Il y a aussi le mythe selon lequel les ccTLD sont locaux alors
que les gTLD sont globaux. Nombreux sont ceux qui optent,
pour cette raison, pour un gTLDs au lieu de leur ccTLD. La
question du prix pose aussi problème. Les titulaires de noms
de domaines veulent des prix bas, ce qui remet en cause le
modèle économique adopté par certains registres.
Ces coûts handicapent-ils l’Afrique ?
Des coûts élevés rendent l’Internet inabordable pour l’Africain
moyen qui se contente donc de quelques courriers électroniques
et d’un rapide coup d’oeil au web. À cause des monopoles sur les
liaisons internationales, les opérateurs peuvent demander plus
de 5 000 dollars par mois pour une liaison de 5 Mb/s alors que
la même bande-passante en voie transatlantique est à environ
5 dollars. Du coup, très peu de gens peuvent utiliser Internet ou
passer des appels internationaux. Il est généralement admis qu’un
coût élevé des communications entrave la création d’emplois, et
d’entreprises, sans parler des relations amicales et familiales. Pour
l’instant, la pénétration limitée des infrastructures et les faibles taux
d’alphabétisation masquent partiellement les problèmes. Mais c’est
le syndrome de l’œuf et de la poule ; on doit casser cette logique
en abaissant les coûts.
Comment AfTLD entend-elle aider les ccTLD africains à
se développer ?
Il y a des réussites en Afrique ; notamment les .za, .ke, .sn
et .mw qui sont développés par des registres autosuffisants.

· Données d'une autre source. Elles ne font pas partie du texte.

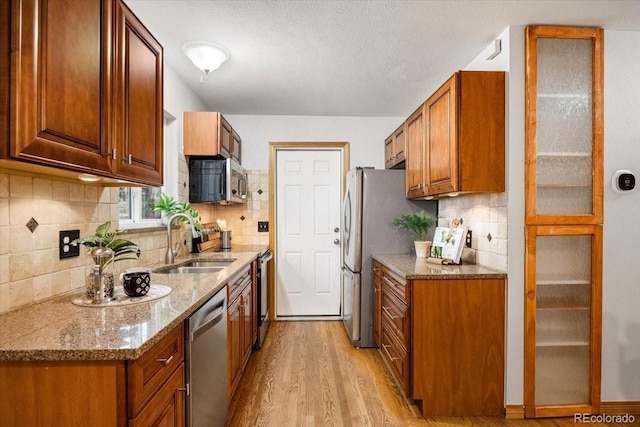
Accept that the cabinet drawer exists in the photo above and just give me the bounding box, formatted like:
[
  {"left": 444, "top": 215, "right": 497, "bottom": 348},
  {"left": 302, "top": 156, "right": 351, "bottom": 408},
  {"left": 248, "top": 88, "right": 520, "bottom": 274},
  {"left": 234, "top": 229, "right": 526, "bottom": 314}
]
[
  {"left": 129, "top": 364, "right": 186, "bottom": 427},
  {"left": 127, "top": 325, "right": 184, "bottom": 417},
  {"left": 382, "top": 266, "right": 410, "bottom": 305},
  {"left": 380, "top": 327, "right": 410, "bottom": 396},
  {"left": 381, "top": 284, "right": 411, "bottom": 350},
  {"left": 227, "top": 266, "right": 251, "bottom": 304}
]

Les membres d’AfTLD étudient ces modèles pour les
dupliquer. AfTLD va aussi entreprendre des actions de
sensibilisation à l’importance des ccTLD pour stimuler la
prise de conscience. Enfin, AfTLD veut faciliter l’émulation
et organisera des sessions consacrées à la gestion
technique, aux meilleures pratiques et aux questions de
réglementation.
Quelles sont les priorités ?
Ouvrir les marchés résidentiels et du dernier kilomètre à la
concurrence tout en créant des dorsales d’accès ouvert à l’échelle
nationale et internationale pour que les fournisseurs d’accès
puissent constituer leur offre de services sur ces bases
Comment des partenariats avec des organisations
telles que AfriNIC ou l’Isoc aident AfTLD à atteindre ses
objectifs ?
AfTLD est une jeune organisation qui souhaite collaborer
avec différentes organisations régionales et internationales
pour donner renforcer ses activités. Avec le soutien
d’organisations comme AfriNIC, l’Isoc, AfNOG et l’Icann,
nous disposons des ressources pour entreprendre des
activités à destination de la communauté régionale. De plus,
AfTLD collabore avec d’autres associations régionales de
ccTLD comme Centr en Europe, APTLD et LACTLD. Nous
échangeons des informations, des résultats de recherches
et des chiffres. AfTLD va aussi créer un espace où ses
membres pourront partager les données permettant une
meilleure gestion des ccTLD.
Que peuvent faire des organisations comme l’Isoc pour faire
avancer les choses ?
Favoriser la prise de conscience sociale et politique des problèmes
en soutenant les groupes locaux de consommateurs, en diffusant
des informations et en utilisant les médias grand public pour
diffuser le message, en particulier la TV et la radio qui ont un taux
de pénétration bien supérieur aux autres médias en Afrique.